Horseshoe Bend in the Dark of the Moon

Horseshoe Bend in the Dark of the Moon

Creeping on a dark night towards a thousand foot drop-off, in a place one has never been, with no clear path or trail, while lugging heavy gear is surprisingly (or maybe not surprisingly) creepy. In both senses of the word. My going was slow, and I found contemplation of the dramatic and fenceless drop ahead to the Colorado River as it made a 270 degree loop around Horseshoe Bend oddly unnerving. Maybe fatigue had something to do with it. I’d driven all day, stopping to photograph at Valley of Fire, and already shot a night sequence on Navajo Bridge.

I seem to get myself into this kind of situation with a certain frequency. When I’m alone in the dark in dubious cirumstances with photography in mind I talk to myself.
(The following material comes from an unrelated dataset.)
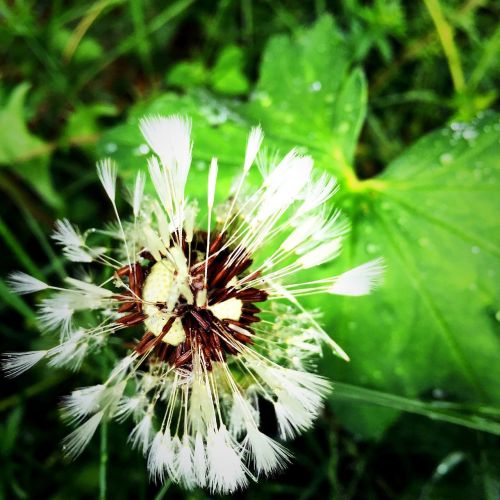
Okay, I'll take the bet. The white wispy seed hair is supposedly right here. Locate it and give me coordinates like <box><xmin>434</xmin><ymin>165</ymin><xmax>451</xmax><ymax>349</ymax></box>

There’s the trudging sentiment after the character Dori in the Pixar movie Finding Nemo: “Just keep walking, just keep walking.” And more reassuringly, the Serenity Prayer, which for reasons that are unclear to me always calms me and helps me realize I am not alone as I walk by star or moon, or in sun and rain, whether or not the world around me seems empty.

Paradoxically, those moments that I feel most alone in a void are also some of the times I feel most at one with the universe.

At the brink of the abyss it was calm, but so dark down in the canyon of the Colorado that I could hardly see it. I shot a long exposure at a high ISO (ten minutes at ISO 1000) so my camera could pick up more than I could see, then shot a sequence to stack for the stars in the sky. After that, I made my way back to the van in the parking lot and got a few hours sleep before returning to shoot dawn (but that’s another story).

Edif data: All shots with 10.5mm digital fisheye, tripod mounted; foreground exposed for 10 minutes at f/2.8 and ISO 1000, sky a stacked composite of 12 exposures, each exposure 3 mintures at f/2.8 and ISO 320.